Japon Kadınların Topuklu Ayakkabıya Direnişi #KuToo
Kadınlar için topuklu ayakkabılar vazgeçilmez bir güzelliği yansıtmasına rağmen çoğu zamanda azap vericidir. Şık ve gösterişli görünümlerine kıyasla uzun saatler boyunca giymek her kadına zor anlar yaşatmaktadır. Çoğu kurumlarda ise kadınların çalışma süreleri için de topuklu ayakkabı ve takım elbise giyme zorunluluğu vardır.
Japonya da ise her hangi iş alanlarında çalışan kadınların topuklu ayakkabı giyme uygulaması yasa tarafından zorunlu kılınmış halde. Bu yasanın yürürlükten kalkması için başlatılan direnişin adı #KuToo!
Peki nedir bu KuToo?
Japonya’da ayakkabı anlamına gelen kutsu ve acı anlamına gelen kutsuu kelimelerinden türetilen KuToo, topuklu ayakkabı giyme mecburiyetine başlatılan bir direniş olarak sosyal medyada başlatıldı.
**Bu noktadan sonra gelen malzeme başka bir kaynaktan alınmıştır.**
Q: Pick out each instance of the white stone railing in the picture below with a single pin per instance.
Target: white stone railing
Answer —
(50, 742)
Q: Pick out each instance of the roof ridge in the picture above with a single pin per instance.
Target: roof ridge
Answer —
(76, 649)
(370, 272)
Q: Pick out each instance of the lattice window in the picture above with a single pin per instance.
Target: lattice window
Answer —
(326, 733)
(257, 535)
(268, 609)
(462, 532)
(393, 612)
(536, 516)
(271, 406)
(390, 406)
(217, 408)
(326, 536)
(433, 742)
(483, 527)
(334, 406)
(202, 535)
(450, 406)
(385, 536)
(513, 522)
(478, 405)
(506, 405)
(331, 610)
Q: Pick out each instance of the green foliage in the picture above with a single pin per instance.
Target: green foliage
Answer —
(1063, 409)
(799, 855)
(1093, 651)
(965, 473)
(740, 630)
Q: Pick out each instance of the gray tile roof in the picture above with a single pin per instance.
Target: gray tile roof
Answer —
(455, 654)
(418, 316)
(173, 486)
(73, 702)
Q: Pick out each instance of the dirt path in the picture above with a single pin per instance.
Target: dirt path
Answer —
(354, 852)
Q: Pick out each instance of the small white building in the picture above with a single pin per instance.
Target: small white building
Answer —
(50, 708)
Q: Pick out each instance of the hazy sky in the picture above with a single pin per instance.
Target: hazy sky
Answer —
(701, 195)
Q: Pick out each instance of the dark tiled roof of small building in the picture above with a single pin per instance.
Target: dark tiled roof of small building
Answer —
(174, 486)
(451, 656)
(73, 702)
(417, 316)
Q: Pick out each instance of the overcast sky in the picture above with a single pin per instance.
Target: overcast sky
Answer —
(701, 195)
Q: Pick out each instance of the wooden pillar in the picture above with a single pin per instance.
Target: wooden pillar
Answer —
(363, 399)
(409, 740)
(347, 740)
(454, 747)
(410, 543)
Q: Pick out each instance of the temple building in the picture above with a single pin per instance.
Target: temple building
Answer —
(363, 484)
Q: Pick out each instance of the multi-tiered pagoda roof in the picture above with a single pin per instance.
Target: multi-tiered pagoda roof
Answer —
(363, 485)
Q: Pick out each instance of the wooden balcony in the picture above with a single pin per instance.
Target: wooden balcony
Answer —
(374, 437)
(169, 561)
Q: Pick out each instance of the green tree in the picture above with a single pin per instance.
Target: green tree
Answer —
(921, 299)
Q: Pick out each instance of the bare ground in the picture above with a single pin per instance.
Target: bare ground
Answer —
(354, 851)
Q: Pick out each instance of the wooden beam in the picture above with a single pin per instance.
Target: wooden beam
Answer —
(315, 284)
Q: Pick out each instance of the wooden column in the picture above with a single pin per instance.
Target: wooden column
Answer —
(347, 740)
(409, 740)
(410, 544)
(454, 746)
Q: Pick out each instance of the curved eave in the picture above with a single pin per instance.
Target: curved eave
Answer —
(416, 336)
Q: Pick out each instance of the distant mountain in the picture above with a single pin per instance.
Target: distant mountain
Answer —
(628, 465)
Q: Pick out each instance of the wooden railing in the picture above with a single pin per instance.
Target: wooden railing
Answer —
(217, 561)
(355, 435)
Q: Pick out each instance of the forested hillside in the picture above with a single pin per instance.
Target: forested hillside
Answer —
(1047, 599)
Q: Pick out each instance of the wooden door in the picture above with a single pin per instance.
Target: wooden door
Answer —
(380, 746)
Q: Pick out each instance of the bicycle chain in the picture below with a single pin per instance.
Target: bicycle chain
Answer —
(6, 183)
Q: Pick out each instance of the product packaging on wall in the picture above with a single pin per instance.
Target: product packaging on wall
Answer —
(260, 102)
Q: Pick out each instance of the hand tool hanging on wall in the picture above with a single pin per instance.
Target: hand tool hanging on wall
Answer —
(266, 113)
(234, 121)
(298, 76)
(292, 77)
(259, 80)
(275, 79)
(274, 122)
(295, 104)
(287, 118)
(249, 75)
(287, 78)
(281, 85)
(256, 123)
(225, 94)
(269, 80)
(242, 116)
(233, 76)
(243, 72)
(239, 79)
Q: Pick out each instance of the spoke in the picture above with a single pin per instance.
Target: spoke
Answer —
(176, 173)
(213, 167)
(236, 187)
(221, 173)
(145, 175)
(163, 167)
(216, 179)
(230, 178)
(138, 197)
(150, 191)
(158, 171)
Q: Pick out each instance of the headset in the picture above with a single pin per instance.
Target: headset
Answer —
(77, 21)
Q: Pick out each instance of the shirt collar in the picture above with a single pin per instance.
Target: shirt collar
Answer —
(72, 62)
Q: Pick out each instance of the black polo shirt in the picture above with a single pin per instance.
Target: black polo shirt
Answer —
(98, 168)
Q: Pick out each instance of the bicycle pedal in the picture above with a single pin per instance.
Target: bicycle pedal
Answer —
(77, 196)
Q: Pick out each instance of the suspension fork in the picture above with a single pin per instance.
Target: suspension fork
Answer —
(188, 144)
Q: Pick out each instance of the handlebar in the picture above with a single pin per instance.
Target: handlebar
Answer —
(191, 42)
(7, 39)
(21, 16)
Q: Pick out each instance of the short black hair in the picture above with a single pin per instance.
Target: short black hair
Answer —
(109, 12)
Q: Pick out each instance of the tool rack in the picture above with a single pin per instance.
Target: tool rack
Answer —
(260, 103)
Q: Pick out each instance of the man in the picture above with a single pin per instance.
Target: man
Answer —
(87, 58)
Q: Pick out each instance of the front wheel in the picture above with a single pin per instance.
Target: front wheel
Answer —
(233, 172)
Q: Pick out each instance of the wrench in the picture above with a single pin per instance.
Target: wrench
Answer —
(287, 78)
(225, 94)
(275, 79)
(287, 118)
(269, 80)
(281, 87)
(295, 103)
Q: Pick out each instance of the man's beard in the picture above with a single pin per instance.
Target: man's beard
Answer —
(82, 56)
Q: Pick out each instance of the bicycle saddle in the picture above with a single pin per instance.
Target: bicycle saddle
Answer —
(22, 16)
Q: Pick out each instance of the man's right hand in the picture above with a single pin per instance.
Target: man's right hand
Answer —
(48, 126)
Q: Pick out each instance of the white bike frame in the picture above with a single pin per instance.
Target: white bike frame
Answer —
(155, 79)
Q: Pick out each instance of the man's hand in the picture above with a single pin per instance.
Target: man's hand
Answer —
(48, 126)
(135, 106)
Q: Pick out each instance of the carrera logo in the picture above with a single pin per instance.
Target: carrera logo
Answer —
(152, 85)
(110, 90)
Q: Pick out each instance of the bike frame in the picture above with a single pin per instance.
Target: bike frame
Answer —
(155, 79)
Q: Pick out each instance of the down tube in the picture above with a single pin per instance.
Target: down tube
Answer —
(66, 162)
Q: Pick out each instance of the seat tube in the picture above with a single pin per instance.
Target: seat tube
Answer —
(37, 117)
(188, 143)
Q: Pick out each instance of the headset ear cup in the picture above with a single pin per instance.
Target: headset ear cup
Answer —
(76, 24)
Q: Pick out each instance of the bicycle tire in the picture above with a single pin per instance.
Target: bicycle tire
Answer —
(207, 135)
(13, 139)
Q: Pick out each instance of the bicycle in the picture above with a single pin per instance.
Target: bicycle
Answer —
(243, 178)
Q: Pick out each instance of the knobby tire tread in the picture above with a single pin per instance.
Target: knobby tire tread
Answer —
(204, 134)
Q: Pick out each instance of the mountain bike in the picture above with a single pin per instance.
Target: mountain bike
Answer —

Bu direnişi başlatan aynı zamanda yazar ve aktris olan Yumi İşikava, attığı bir tweet ile ayakkabı giyme zorunluluğuna olan tavrını belirtti. Ek iş olarak cenaze evinde çalıştığı süre da topuklu ayakkabı giyme zorunluluğundan hoşlanmayan ve bir çok kadının da aynı mutsuzluğu yaşadığını belirten İşikava; “Birçok insanın aynı sorunla karşı karşıya olduğunu fark edince bu kampanyayı başlatmaya karar verdim” diyerek bir kampanyaya adımını attı.
İnternet üzerinden 20 bin kadının imza attığı kampanya Çalışma ve Sağlık Bakanlığına dilekçe olarak da sunuldu. Kampanyanın amacı ise iş yerlerinin kadınlara topuklu ayakkabı giyme zorunluluğunun yasaklanmasını talep ederken, bunun bir zorunluluk değil tercih sebebi olmasını istemeleri.
Dilekçe hakkında yetkililerle konuşan yazar Yumi İşikava, başlattıkları bu kampanya için “İşverenlerin kadınları cinsel bir ayrımcılık olan topuklu ayakkabı giymeye zorlamasını yasaklayacak kanunların çıkarılması için dilekçemizi sunduk” açıklamasında bulunurken, sağlık açısından uzun saatler topuklu ayakkabı giymenin zararlarına da değindi.
Dayanılmaz sırt ve bel ağrılarıyla birlikte ayakların şişmesine sebebiyet veren topuklu ayakkabılar, Japonya’daki bir çok kuruluşun ve iş verenin topuklu ayakkabı giyen kadınları işe aldıkları da saptanmış durumda. Bu algıyı kırarak erkek ve kadın çalışanların arasındaki bu ayrımcılığın ve psikolojik baskının kaldırılması için bir çok kadın dayanışma geçti.
Japon hükümeti ise cinsel ayrımcılık olarak görülen bu talebi değerlendirmeye aldı.